O encalço do governo claramente a fortaleceu, em termos tecnológicos e físicos, para trabalhar sem se sentir intimidada. Antes dos documentos de Snowden, as vistorias no aeroporto mostraram a ela evidências de uma máquina de vigilância falha. Sugeri que a experiência dela tornou a questão íntima e pessoal, pois sempre tivemos conhecimento dessa máquina secreta, mas às vezes é difícil pensar nisso. "Ou se importar com isso", ela acrescentou.

Edward Snowden e a namorada, Lindsey Mills, na Rússia. Crédito: "Citizenfour"

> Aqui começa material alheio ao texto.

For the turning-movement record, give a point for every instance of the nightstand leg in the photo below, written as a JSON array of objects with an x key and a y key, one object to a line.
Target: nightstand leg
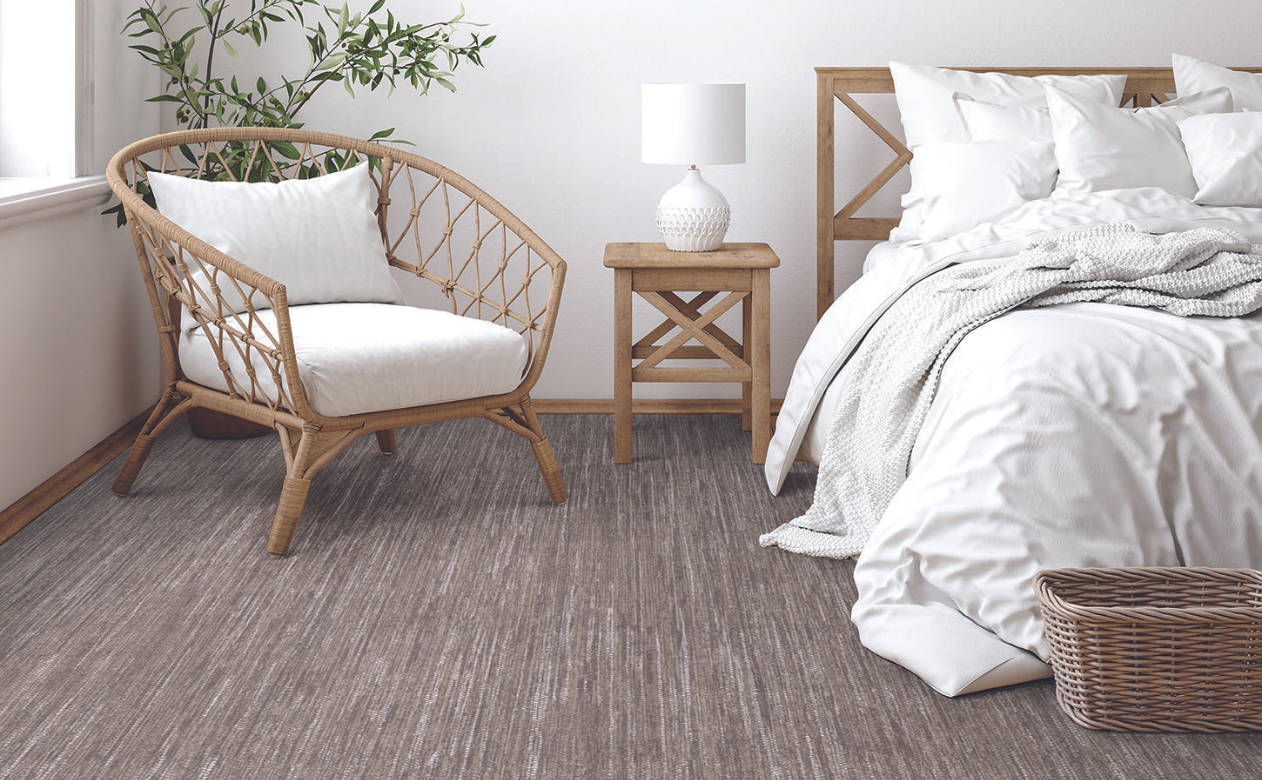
[
  {"x": 746, "y": 388},
  {"x": 760, "y": 360},
  {"x": 622, "y": 365}
]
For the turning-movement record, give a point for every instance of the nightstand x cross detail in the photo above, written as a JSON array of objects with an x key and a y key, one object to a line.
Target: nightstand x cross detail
[{"x": 658, "y": 275}]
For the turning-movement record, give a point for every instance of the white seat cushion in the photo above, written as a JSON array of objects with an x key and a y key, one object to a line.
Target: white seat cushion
[{"x": 357, "y": 357}]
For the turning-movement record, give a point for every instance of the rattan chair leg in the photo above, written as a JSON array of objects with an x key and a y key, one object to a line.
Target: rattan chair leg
[
  {"x": 544, "y": 455},
  {"x": 550, "y": 471},
  {"x": 293, "y": 496},
  {"x": 165, "y": 413},
  {"x": 386, "y": 441}
]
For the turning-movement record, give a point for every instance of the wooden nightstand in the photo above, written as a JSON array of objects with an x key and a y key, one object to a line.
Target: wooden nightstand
[{"x": 656, "y": 274}]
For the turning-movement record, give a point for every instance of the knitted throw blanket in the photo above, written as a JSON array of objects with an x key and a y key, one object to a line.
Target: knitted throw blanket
[{"x": 891, "y": 378}]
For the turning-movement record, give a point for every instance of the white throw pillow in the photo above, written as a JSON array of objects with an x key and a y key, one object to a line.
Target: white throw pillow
[
  {"x": 926, "y": 100},
  {"x": 992, "y": 121},
  {"x": 967, "y": 184},
  {"x": 1226, "y": 155},
  {"x": 1197, "y": 76},
  {"x": 316, "y": 236},
  {"x": 360, "y": 357},
  {"x": 925, "y": 96},
  {"x": 1104, "y": 148}
]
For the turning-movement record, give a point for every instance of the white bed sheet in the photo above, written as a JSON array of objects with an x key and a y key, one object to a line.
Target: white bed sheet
[{"x": 1087, "y": 434}]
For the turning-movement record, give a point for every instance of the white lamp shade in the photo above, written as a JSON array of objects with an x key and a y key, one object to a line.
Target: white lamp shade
[{"x": 693, "y": 124}]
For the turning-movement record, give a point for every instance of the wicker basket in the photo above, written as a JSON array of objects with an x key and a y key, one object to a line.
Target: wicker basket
[{"x": 1156, "y": 649}]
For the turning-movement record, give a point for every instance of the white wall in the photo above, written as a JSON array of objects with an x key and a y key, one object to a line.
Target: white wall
[
  {"x": 550, "y": 126},
  {"x": 77, "y": 347}
]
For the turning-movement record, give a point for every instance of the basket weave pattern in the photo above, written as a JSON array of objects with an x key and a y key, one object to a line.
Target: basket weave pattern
[
  {"x": 1156, "y": 649},
  {"x": 466, "y": 250}
]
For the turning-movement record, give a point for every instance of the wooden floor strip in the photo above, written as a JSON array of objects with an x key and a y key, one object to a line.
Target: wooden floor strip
[
  {"x": 56, "y": 487},
  {"x": 59, "y": 485}
]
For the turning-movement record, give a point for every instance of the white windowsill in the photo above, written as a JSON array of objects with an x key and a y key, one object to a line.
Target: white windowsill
[{"x": 25, "y": 200}]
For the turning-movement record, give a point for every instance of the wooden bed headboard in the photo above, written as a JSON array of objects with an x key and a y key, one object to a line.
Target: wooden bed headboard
[{"x": 1144, "y": 86}]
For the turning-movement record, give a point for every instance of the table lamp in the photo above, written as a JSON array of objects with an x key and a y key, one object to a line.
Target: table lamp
[{"x": 693, "y": 125}]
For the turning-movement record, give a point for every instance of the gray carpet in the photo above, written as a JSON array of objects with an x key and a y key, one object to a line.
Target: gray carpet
[{"x": 439, "y": 617}]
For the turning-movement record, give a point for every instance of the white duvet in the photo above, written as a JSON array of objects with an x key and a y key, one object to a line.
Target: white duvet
[{"x": 1085, "y": 434}]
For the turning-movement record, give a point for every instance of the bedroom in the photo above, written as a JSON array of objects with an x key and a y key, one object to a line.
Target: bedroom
[{"x": 558, "y": 144}]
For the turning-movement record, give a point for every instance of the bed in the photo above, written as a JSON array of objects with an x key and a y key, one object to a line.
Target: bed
[{"x": 1109, "y": 418}]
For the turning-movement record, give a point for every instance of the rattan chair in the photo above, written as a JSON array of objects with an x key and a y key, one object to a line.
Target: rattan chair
[{"x": 467, "y": 253}]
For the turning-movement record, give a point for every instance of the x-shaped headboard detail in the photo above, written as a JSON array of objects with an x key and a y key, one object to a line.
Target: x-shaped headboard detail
[{"x": 1144, "y": 87}]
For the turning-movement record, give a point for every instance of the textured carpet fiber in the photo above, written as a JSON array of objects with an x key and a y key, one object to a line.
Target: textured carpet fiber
[{"x": 439, "y": 617}]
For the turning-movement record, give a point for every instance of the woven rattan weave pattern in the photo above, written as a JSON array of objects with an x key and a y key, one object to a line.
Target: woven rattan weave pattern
[
  {"x": 478, "y": 259},
  {"x": 1156, "y": 649}
]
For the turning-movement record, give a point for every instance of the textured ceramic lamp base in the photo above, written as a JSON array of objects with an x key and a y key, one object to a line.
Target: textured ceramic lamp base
[
  {"x": 693, "y": 230},
  {"x": 693, "y": 216}
]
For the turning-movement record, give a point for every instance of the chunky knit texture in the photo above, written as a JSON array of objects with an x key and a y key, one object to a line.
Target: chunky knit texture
[{"x": 891, "y": 378}]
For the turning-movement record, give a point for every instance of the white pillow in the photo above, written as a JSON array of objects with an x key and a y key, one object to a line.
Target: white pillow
[
  {"x": 1104, "y": 148},
  {"x": 316, "y": 236},
  {"x": 1226, "y": 155},
  {"x": 1197, "y": 76},
  {"x": 966, "y": 184},
  {"x": 992, "y": 121},
  {"x": 925, "y": 96},
  {"x": 926, "y": 106}
]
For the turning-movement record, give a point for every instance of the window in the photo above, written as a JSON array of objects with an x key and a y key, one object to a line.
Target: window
[
  {"x": 46, "y": 88},
  {"x": 46, "y": 109}
]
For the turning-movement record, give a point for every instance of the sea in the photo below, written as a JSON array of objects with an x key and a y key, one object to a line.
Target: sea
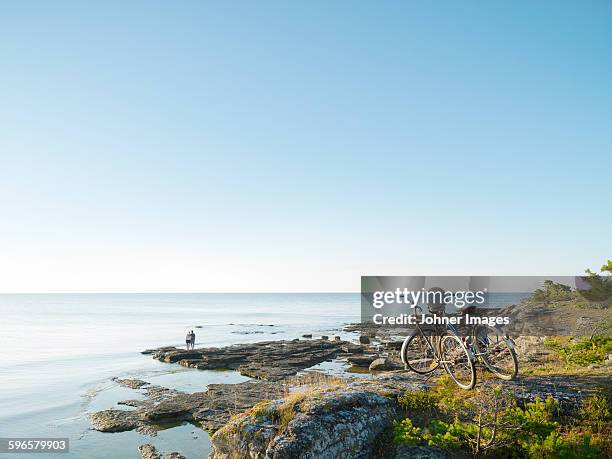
[{"x": 59, "y": 353}]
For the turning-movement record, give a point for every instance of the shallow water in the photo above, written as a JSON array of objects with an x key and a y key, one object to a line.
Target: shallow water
[{"x": 58, "y": 354}]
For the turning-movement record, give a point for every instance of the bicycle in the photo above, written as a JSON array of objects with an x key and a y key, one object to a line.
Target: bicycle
[
  {"x": 423, "y": 354},
  {"x": 486, "y": 343},
  {"x": 495, "y": 349}
]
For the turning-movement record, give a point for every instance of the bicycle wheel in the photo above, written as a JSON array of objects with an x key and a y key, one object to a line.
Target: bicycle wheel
[
  {"x": 418, "y": 353},
  {"x": 496, "y": 351},
  {"x": 457, "y": 362}
]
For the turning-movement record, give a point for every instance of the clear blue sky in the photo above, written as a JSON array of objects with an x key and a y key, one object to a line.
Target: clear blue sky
[{"x": 277, "y": 146}]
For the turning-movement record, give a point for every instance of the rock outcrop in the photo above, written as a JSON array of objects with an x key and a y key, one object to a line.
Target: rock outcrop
[
  {"x": 337, "y": 420},
  {"x": 210, "y": 409},
  {"x": 269, "y": 360}
]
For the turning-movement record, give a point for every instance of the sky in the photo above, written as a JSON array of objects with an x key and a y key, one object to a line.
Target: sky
[{"x": 284, "y": 146}]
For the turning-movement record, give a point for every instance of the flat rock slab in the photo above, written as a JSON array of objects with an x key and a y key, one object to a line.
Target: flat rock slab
[{"x": 267, "y": 360}]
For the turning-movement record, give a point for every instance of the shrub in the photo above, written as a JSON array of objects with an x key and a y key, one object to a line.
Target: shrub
[{"x": 405, "y": 433}]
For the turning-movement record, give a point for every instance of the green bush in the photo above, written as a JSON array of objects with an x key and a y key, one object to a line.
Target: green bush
[
  {"x": 405, "y": 433},
  {"x": 595, "y": 412}
]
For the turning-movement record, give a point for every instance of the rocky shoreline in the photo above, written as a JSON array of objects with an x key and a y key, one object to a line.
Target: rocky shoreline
[{"x": 282, "y": 412}]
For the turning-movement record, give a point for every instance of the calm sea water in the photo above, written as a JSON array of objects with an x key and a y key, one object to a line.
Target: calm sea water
[{"x": 59, "y": 352}]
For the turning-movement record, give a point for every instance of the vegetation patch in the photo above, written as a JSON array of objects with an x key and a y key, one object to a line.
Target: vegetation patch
[
  {"x": 582, "y": 352},
  {"x": 490, "y": 423}
]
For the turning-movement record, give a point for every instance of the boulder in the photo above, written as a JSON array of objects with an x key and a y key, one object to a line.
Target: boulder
[{"x": 351, "y": 348}]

Na maior parte do filme, o semblante de Snowden, assim como os demais, permanece bastante inexpressivo — uma cara de equanimidade em crise. Numa cena do fim, gravada este ano na Rússia, vemos Snowden em repouso através de uma janela, cozinhando — surpresa! — ao lado da namorada, que agora passa períodos de meses com ele. E no trecho final, um Greenwald mais relaxado aparece sentado ao lado de Snowden, no que aparenta ser outro quarto de hotel. Snowden explica uma nova revelação, que obteve de uma nova fonte do governo. Greenwald parece entusiasmado com o estado de espírito do delator, "destemido, tacando o foda-se". Para evitar escutas, ele escreve algo num pedaço de papel e entrega ao jornalista. Percebemos, então, que ele anotou o número de pessoas contidas na lista governamental de alvos terroristas para escrutínio — 1,2 milhão; relatos anteriores indicavam cerca de 700 mil pessoas —, além de uma informação que ajudaria a identificar a fonte do vazamento.

"Isto pode elevar a visibilidade da situação política com denúncias a um novo patamar", diz Snowden. A expressão no rosto dele indica excitação e choque.

É excitante e chocante para o público também, e não só por causa da revelação aparente. É chocante ver Snowden chocado — ver, de uma vez por todas, como um homem que parece saber bastante está desconcertado com o sistema onisciente do qual ele já fez parte. Ainda não somos capazes de ver o que ele vê. Rasgam o papel no final, acabando com a possibilidade de mais conteúdo disponível. Agora, na tela, nos resta apenas a base humana de metadados, o rosto de Snowden. Assim como o restante do filme, há muita coisa que ele não diz, mas isso é justamente uma pista preciosa. A câmera de Poitras nos força a encarar e confrontar o vazio e o caos de um segredo sendo revelado — a sensação de digerir a informação, de perceber o quanto não sabemos, de não saber o que nos aguarda. No rosto de Snowden — contorcido de uma maneira que ainda não tínhamos visto —, podemos encontrar um lampejo de reconhecimento humano, um choque com o qual todo mundo pode se identificar.